Ülkemizde son yıllarda ekonomik olarak açıklanan rakamların gerçek durumu yansıtıp yansıtmadığı net bir şekilde anlaşılmamaktadır. Konu o kadar çok değişkenlik göstermekteki akşam yatıp sabah kalktığımızda, bir gün fakirleşiyoruz, başka bir gün zengin olmuşuz da biz bilmiyormuşuz. Özellikle açıklanan milli gelir, büyüme hızı, faiz oranları, enflasyon rakamları, işsizlik oranları bunun en belirgin örnekleridir. Ekonomik değerlere ait açıklama yapan kişilere beyler sizin dedikleriniz doğru ise peki vatandaşın haline diye sormamız gerekmez mi ?

Çevremize baktığımızda binlerce işveren, milyonlarca çalışan, kayıtlı ekonomik sistem içinde üretim yapmakta, üretmiş oldukları ürünleri ihraç etmek için bin bir güçlüğü mücadele etmektedir.

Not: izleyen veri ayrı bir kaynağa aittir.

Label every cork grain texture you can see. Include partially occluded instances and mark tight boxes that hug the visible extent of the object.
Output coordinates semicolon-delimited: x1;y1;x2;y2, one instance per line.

Kısacası bu ülkeye gönül verenler çalışırken, diğer tarafta kayıt dışı çalışanlar köşeyi dönmektedir. Kayıt dışı piyasa ekonomisi sistemi giderek ekonomide daha etkin bir hal almaya başlamıştır. Ekonomideki kayıt dışılık her geçen gün artarken hükümetin kayıt dışı ekonomiyle mücadele konusunda aldığı önlemlerden siyasi endişeler nedeniyle vazgeçmesi konun uzmanları sağlıklı görülmemektedir. Bu şartlar altında ekonominin kontrol altında tutulması ve açıklanan değerlerin doğruluğu ne kadar gerçekçi olabilir.

Özellikle son beş yıllık dönemde kurda yaşanan değişim, üretim maliyetlerini olumsuz etkileyen elektrik,doğalgaz ve akaryakıtta artan fiyatları ile zor durumda kalan sanayici birde faiz ile boğuşmak zorunda kalmıştır.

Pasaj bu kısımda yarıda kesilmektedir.